A partir disso, a vida do atleta mudou por completo. São anos de carreira e desde 2009 ele representa a Seleção Brasileira. No seu currículo, como grande destaque, está a medalha de prata conquistada no Parapan de 2015, nas duplas. Em entrevista ao Observatório do Esporte, Daniel falou sobre a carreira, os desafios e o momento do esporte paralímpico no Brasil.

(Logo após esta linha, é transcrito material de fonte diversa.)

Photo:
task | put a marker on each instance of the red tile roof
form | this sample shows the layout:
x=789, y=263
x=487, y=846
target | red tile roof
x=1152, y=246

Como você conheceu o tênis e como foi o começo da sua carreira no esporte?
Eu comecei através de um professor de História que eu tive, quando estudava na E.E. Geraldo Teixeira da Costa em Santa Luzia/MG, esse professor chama Mário, ele me colocou no esporte paralímpico e simplesmente sumiu, nunca mais eu encontrei ele. Foi como um anjo que apareceu só para fazer o bem para mim e sumiu. O pai desse professor é cego e foi com ele que o Mário pediu uma indicação de uma ONG que mexia com esporte paralímpico, isso foi no final de 2005 e essa ONG chamava tênis para todos, que era em Belo Horizonte.

Daniel representa a Seleção Brasileira desde 2009. (Foto: Gabriel Heusi)

Daniel representa a Seleção Brasileira desde 2009.                    (Foto: Gabriel Heusi)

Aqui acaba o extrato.